Zwangsläufig also kommt frisches Blut ins Gremium. Neun neue Gemeinderäte wird OB Jürgen Großmann vereidigen können. Und neben den oben genannten aber auch weitere Räte verabschieden müssen. Denn nicht alle haben es geschafft, ihr Mandat zu verteidigen. Mindersbachs Ortsvorsteherin Heiderose Rück zum Beispiel. Und die SPD muss künftig auf Anna Ohnweiler und Wolfgang Schleehauf verzichten. Bei den Grünen scheiden Rose Hauenstein und Johannes Brenner aus.
Die Ergebnisse
AfD, CDU und FWV sind die Gewinner der Wahl. Dabei haben sich die Machtverhältnisse aber im Grunde weniger verändert als mancher im Vorfeld dachte: Die FWV holt 28,5 Prozent der Stimmen (Plus 1,1) und kann damit ihre sieben Sitze halten. Einen Sitz mehr hat die CDU erobert mit 25,3 Prozent der Stimmen (+1,8).
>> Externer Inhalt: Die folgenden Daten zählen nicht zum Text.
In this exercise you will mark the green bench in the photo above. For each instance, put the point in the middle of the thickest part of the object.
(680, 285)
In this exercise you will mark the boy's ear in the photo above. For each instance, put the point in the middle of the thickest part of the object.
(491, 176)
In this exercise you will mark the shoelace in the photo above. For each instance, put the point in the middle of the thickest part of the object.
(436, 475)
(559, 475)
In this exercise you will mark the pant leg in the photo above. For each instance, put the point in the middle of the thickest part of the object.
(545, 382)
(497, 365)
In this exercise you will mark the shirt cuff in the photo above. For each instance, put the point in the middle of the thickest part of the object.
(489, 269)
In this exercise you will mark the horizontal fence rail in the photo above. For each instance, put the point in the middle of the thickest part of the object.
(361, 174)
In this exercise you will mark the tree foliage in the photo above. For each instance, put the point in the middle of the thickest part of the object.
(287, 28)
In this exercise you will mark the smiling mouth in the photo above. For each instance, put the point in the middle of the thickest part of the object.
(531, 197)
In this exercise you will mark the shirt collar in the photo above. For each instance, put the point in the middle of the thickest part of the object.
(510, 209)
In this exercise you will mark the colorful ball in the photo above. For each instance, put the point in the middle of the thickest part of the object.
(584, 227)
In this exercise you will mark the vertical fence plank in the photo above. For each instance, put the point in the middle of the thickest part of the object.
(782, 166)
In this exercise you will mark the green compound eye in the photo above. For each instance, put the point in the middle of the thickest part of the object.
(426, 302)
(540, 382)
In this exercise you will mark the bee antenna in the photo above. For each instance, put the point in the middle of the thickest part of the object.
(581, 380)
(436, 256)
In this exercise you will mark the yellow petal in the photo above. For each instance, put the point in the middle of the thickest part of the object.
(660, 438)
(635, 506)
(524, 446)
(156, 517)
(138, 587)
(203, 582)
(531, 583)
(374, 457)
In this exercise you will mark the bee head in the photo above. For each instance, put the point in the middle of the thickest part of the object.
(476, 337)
Am drittstärksten schnitt die SPD ab – holte aber mit 16,1 Prozent (-1,5) nur noch vier statt der bisherigen fünf Sitze. Die AfD verdoppelte die Zahl der Sitze und stellt künftig mit 14,4 Prozent auch vier Räte. Sie legte mit 7,6 Prozent auch am meisten von allen zu. Die Grünen dagegen verloren massiv (-6,5 Prozent) und bringen es mit 8,9 Prozent nur noch auf zwei Ratssitze. Ebenfalls zwei Sitze hat weiterhin die FDP (5,9/-2,0 Prozent). Der Einzelkandidat von Jung.Progressiv.Korrektiv Florian Bitzer, zieht mit knapp einem Prozent nicht ins Gremium ein.
FWV
Bei den Freien Wählern kehrt mit Ulrich Hamann (3287 Stimmen) ein halb-neuer Kandidat wieder in den Gemeinderat zurück. Hamann hatte wegen eines Umzugs das Gremium verlassen müssen, lebt aber mittlerweile wieder in Nagold. Mit 4209 Stimmen schaffte es auch Markus Stollsteimer neu ins Gremium. Die FWV stellt zudem auch weiterhin den Stimmenkönig: Eberhard Haizmann holte 7632 Stimmen. Zudem sitzen künftig für die FWV im Gemeinderat: Siegrid Plaschke (4289), Ralf Benz (3561), Esther Betz-Börries (3303) und Matthias Flury (3059).
CDU
Gleich drei neue Stadträte ziehen für die CDU ein: der Chef der Urschelstiftung Thomas Eisseler (2825), Jens Müssigmann (2383) und – vielleicht die größte Wahlüberraschung – die Juristin Sandra Klumpp (2267). Mit dem Allgemeinmediziner Oliver Mayer (6272) hat die CDU auch den Kandidaten mit den zweitmeisten Stimmen in ihren Reihen. Weitere CDU-Räte sind: Monika Wehrstein (4596), Kurt Brei (3996) und Fraktionschef Carl Christian Hirsch (3746).
SPD
Auch bei der SPD zieht eine Frau neu ins Gremium ein: Daniela Steinrode (2846). Und da auch Fraktionschef Daniel Steinrode (5174) wieder im Rat sitzt, wird es also auch künftig ein Polit-Ehepaar im Rat geben. Marco Ackermann (2721) und Wolfgang Henne (1963) verteidigten ihre Sitze.
AfD
Die AfD hat nicht nur ihre Sitzezahl verdoppelt, mit vier Räten hat sie künftig auch Fraktionsstatus. Günther Schöttle als bekanntestes Gesicht der AfD fuhr mit 6057 Stimmen das drittbeste Ergebnis aller 26 Räte ein. Neu für die AfD rücken in den Gemeinderat: Michael Wolff (4503) und Frank Brückner (4430). Zudem ist Joachim Mehles (4507) weiterhin Stadtrat in Nagold.
Grüne
Gleich zwei Sitze verloren haben die Grünen. Annegreth Fezer-Brenner bleibt mit 1962 Stimmen im Gremium vertreten. An ihrer Seite sitzt mit Martin Stottele (1641) ein neuer Rat.
FDP
Am wenigsten Bewegung gibt es bei der FDP. Mit Märbel Reichert-Fehrenbach (3619) und Jürgen Gutekunst (2734) sind die bisherigen Vertreter auch die künftigen Stadträte.